Aim/purpose
To examine the contribution of a Resistance-Nodulation-Division (RND) efflux pump to resistance to various antimicrobial agents tested in B. thailandensis and adapt a flow cytometry-assisted susceptibility test (FAST) for the species.

Materials and methods
The mutagenesis experiment comprised several stages. Firstly, flanking regions of the chosen RND efflux pump, BpeAB-OprB, were amplified using PCR, cloned and ligated into a suicide plasmid with a chloramphenicol resistance marker. Once conjugated into B. thailandensis, sucrose counter-selection was used to produce a deletion strain due to allelic exchange. Strains were then screened for chloramphenicol sensitivity and sucrose resistance. The BpeAB-OprB efflux pump mutant was confirmed using a PCR assay. The ability of the efflux pump mutant to resist selected antimicrobial agents (relative to the wild-type) was assessed using the broth microdilution (BMD) susceptibility test method. The wild-type and efflux pump mutant were both exposed to ampicillin, chloramphenicol, ciprofloxacin, erythromycin, gentamicin, kanamycin and tetracycline at concentrations of 0.25-256µg/mL. The minimum inhibitory concentration (MIC) was recorded after incubation for 24 hours.

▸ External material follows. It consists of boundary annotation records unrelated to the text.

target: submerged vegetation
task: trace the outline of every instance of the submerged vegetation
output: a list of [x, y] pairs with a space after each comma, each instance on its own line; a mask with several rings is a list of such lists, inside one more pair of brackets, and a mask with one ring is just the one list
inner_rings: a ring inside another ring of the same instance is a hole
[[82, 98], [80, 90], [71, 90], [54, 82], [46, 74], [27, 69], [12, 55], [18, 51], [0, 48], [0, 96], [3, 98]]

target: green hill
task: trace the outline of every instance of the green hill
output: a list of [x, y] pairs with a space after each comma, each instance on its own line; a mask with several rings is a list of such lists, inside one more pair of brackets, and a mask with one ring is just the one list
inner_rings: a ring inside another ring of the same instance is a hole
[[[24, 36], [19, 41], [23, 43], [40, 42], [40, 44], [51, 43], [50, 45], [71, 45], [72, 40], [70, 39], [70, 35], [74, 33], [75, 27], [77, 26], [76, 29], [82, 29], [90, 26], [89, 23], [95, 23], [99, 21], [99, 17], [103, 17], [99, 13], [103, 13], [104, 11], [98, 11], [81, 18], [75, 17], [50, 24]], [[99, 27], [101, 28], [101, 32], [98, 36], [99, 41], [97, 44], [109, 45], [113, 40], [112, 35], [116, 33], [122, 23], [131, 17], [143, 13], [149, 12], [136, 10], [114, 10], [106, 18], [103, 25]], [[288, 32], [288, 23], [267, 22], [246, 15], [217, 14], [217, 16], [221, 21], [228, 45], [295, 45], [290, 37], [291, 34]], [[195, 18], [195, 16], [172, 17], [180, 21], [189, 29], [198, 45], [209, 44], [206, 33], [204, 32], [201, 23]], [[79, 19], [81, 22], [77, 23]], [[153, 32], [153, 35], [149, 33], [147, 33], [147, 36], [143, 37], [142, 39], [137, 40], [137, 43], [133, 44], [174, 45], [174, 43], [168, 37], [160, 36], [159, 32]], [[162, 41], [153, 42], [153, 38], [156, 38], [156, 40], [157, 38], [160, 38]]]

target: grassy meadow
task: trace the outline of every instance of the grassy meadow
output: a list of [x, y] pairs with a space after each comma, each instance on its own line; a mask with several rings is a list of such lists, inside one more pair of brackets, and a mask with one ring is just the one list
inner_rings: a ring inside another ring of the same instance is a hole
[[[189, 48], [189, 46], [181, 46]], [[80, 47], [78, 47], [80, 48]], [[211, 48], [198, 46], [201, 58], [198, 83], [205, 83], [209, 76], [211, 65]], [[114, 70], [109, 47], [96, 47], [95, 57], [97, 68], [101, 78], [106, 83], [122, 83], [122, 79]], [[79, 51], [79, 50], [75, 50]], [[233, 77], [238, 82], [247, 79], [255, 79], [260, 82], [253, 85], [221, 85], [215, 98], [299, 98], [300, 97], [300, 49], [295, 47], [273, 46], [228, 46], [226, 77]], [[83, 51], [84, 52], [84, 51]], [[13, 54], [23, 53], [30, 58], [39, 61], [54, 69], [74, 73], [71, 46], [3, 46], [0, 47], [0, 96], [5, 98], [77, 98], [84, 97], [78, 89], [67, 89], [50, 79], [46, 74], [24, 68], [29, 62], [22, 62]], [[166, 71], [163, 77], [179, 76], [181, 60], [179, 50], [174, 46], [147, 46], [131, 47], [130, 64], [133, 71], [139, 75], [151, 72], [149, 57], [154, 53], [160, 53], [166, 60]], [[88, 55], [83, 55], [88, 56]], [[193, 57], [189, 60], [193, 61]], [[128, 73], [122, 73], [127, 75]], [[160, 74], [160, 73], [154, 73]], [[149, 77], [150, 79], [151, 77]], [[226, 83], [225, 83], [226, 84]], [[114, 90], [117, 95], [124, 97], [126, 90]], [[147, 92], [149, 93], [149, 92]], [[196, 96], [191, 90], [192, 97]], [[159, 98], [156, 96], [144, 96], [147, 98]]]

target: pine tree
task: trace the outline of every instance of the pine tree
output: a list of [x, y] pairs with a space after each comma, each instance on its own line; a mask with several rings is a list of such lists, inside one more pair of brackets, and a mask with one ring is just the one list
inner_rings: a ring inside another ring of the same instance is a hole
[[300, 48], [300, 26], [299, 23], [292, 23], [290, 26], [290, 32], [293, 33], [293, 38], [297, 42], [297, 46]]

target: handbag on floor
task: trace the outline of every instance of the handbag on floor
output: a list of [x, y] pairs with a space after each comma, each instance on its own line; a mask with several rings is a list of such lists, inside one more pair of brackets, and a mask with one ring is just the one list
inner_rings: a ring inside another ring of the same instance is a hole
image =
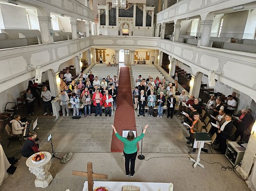
[[154, 110], [153, 112], [153, 115], [155, 117], [157, 117], [158, 115], [158, 111], [157, 110]]

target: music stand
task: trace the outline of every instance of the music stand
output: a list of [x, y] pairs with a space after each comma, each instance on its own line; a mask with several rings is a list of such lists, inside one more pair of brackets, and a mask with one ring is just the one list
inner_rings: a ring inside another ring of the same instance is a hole
[[198, 165], [202, 168], [204, 169], [204, 166], [200, 163], [200, 153], [201, 152], [201, 149], [203, 147], [204, 145], [204, 142], [209, 142], [212, 141], [212, 139], [210, 138], [209, 133], [207, 132], [198, 132], [194, 133], [195, 135], [195, 138], [197, 139], [197, 141], [199, 142], [199, 148], [198, 148], [198, 153], [197, 153], [197, 161], [193, 159], [191, 157], [189, 158], [190, 160], [195, 164], [193, 167], [194, 168], [196, 168], [197, 165]]
[[61, 160], [60, 158], [58, 158], [58, 157], [55, 156], [55, 153], [53, 152], [53, 142], [52, 142], [52, 136], [53, 136], [53, 135], [52, 134], [52, 133], [50, 134], [50, 135], [48, 137], [47, 140], [47, 142], [49, 142], [50, 140], [51, 140], [51, 145], [52, 145], [52, 150], [53, 151], [53, 156], [52, 157], [52, 158], [58, 158], [59, 160]]

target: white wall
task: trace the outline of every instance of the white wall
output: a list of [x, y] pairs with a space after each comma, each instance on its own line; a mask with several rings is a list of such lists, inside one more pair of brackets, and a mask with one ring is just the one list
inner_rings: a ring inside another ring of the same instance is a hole
[[249, 11], [243, 39], [255, 39], [256, 33], [256, 9]]
[[[7, 102], [17, 103], [17, 98], [22, 97], [20, 92], [26, 90], [28, 88], [28, 81], [24, 81], [17, 84], [14, 87], [8, 89], [0, 93], [0, 112], [4, 112], [4, 107]], [[10, 104], [9, 106], [12, 106]], [[7, 108], [11, 109], [11, 108]]]
[[[204, 75], [203, 76], [202, 81], [203, 84], [208, 84], [208, 78]], [[232, 92], [234, 91], [237, 92], [237, 97], [238, 99], [238, 103], [237, 111], [243, 108], [249, 108], [252, 102], [252, 99], [249, 96], [243, 92], [238, 91], [234, 88], [231, 88], [230, 89], [227, 87], [227, 85], [223, 84], [223, 85], [220, 84], [219, 82], [215, 83], [215, 87], [214, 88], [215, 92], [222, 93], [227, 97], [228, 95], [231, 95]]]
[[31, 30], [40, 30], [38, 18], [37, 18], [37, 12], [31, 9], [26, 9], [26, 12], [28, 15], [28, 19], [30, 23]]
[[[181, 62], [177, 62], [176, 65], [178, 66], [181, 69], [184, 69], [187, 73], [190, 73], [193, 75], [196, 74], [193, 73], [191, 68], [189, 68], [184, 65]], [[208, 75], [206, 74], [206, 75]], [[199, 82], [200, 83], [200, 82]], [[209, 85], [208, 78], [203, 74], [202, 79], [202, 83]], [[244, 93], [239, 91], [233, 88], [230, 89], [227, 87], [225, 84], [223, 85], [220, 84], [219, 82], [215, 83], [215, 87], [211, 87], [210, 88], [214, 88], [215, 92], [221, 92], [227, 97], [228, 95], [231, 95], [232, 92], [234, 91], [237, 92], [237, 97], [238, 98], [238, 103], [237, 111], [243, 108], [250, 108], [253, 100], [247, 95]]]
[[81, 21], [78, 21], [77, 22], [78, 32], [86, 32], [85, 22]]
[[224, 15], [218, 15], [214, 16], [213, 22], [212, 26], [212, 30], [211, 30], [211, 36], [218, 37], [219, 31], [219, 26], [222, 21], [222, 18], [223, 17]]
[[6, 29], [29, 29], [25, 9], [5, 4], [0, 8]]
[[59, 27], [60, 30], [63, 32], [72, 32], [70, 19], [68, 17], [58, 17], [59, 20]]
[[181, 21], [180, 35], [186, 35], [186, 33], [192, 22], [192, 20]]
[[[2, 15], [2, 11], [1, 11], [1, 4], [0, 4], [0, 29], [4, 29], [4, 24], [3, 24], [3, 16]], [[0, 32], [1, 30], [0, 30]]]
[[242, 39], [248, 12], [246, 10], [225, 14], [220, 37]]
[[189, 35], [197, 36], [198, 33], [200, 32], [200, 18], [196, 18], [193, 19], [191, 24], [191, 30], [187, 31], [187, 33], [190, 33]]
[[[84, 54], [83, 54], [84, 55]], [[66, 67], [69, 67], [70, 65], [75, 66], [75, 57], [73, 58], [66, 62], [63, 62], [59, 67], [59, 71], [62, 71], [63, 69], [66, 68]]]
[[58, 16], [54, 15], [51, 15], [50, 17], [52, 18], [52, 27], [53, 29], [54, 30], [59, 30]]

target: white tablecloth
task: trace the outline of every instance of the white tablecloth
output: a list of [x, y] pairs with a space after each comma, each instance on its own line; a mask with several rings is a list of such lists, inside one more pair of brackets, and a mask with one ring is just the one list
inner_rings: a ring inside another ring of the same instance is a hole
[[[140, 182], [94, 182], [94, 189], [100, 186], [108, 188], [109, 191], [122, 191], [122, 187], [126, 185], [137, 186], [140, 187], [140, 191], [157, 191], [160, 188], [161, 191], [169, 191], [169, 183]], [[88, 183], [85, 181], [83, 191], [88, 191]]]
[[10, 167], [11, 164], [7, 160], [4, 152], [0, 144], [0, 185], [8, 175], [6, 172], [7, 170]]

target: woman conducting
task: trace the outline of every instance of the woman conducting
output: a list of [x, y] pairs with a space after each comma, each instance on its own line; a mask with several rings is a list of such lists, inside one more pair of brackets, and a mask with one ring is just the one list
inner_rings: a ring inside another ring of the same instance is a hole
[[23, 157], [28, 158], [40, 152], [39, 145], [34, 142], [34, 139], [37, 136], [37, 134], [34, 131], [29, 133], [29, 138], [26, 140], [21, 150], [21, 154]]
[[125, 173], [126, 176], [129, 176], [129, 170], [130, 169], [130, 161], [131, 161], [131, 177], [133, 177], [135, 171], [135, 161], [137, 156], [137, 143], [143, 138], [145, 135], [146, 130], [148, 127], [148, 124], [146, 124], [144, 128], [143, 132], [141, 134], [134, 137], [134, 134], [132, 131], [129, 131], [127, 137], [125, 138], [119, 135], [117, 133], [114, 125], [112, 125], [112, 128], [116, 136], [118, 139], [123, 142], [125, 145], [124, 147], [124, 155], [125, 159]]

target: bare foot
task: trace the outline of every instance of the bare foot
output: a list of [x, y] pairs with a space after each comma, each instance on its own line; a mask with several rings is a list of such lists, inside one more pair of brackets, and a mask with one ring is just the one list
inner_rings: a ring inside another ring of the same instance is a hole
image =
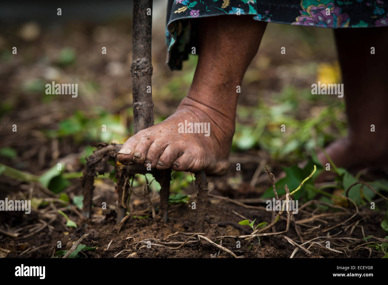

To determine the MIC using the the FAST (MICFAST) method, B. thailandensis was incubated overnight. Cells were enumerated by washing an aliquot of bacteria in Hanks buffered saline solution, staining with SYTO® 9 and analysing the stained sample by flow cytometry. A known concentration of bacteria was inoculated into liquid medium and incubated for 3 hours to reach logarithmic phase of growth. Samples were exposed to 0.25-256 µg/mL of meropenem and further incubated for 1 hour. After washing and staining as previously described, cells were analysed using the flow cytometer. Gating methods were applied to the data to obtain the MICFAST. This value was then compared to the MIC value obtained by the BMD method.

Results
Subtle differences in MIC values between the wild-type and efflux pump mutant were observed for ampicillin, ciprofloxacin, tetracycline and chloramphenicol. The FAST method was successfully adapted to wild type B. thailandensis and the MICFAST was within essential agreement of the BMD method for meropenem. Results from this method were obtained within 6-7 hours of the initial incubation step in contrast to the BMD method which requires 18-24 hours.

Conclusion
The contribution of the BpeAB-OprB efflux pump appears to be insignificant for the antibiotics tested. To fully appreciate the role of this efflux system in antimicrobial resistance in B. thailandensis, other factors such as over-lapping substrate specificities and the over-expression of other efflux pump systems need to be excluded. Aspects of the FAST method could be adapted to characterize efflux pump activity. In future studies, a modified FAST method could be applied with efflux pump inhibitors to evaluate the function of BpeAB-OprB and the other efflux pumps of Burkholderia species.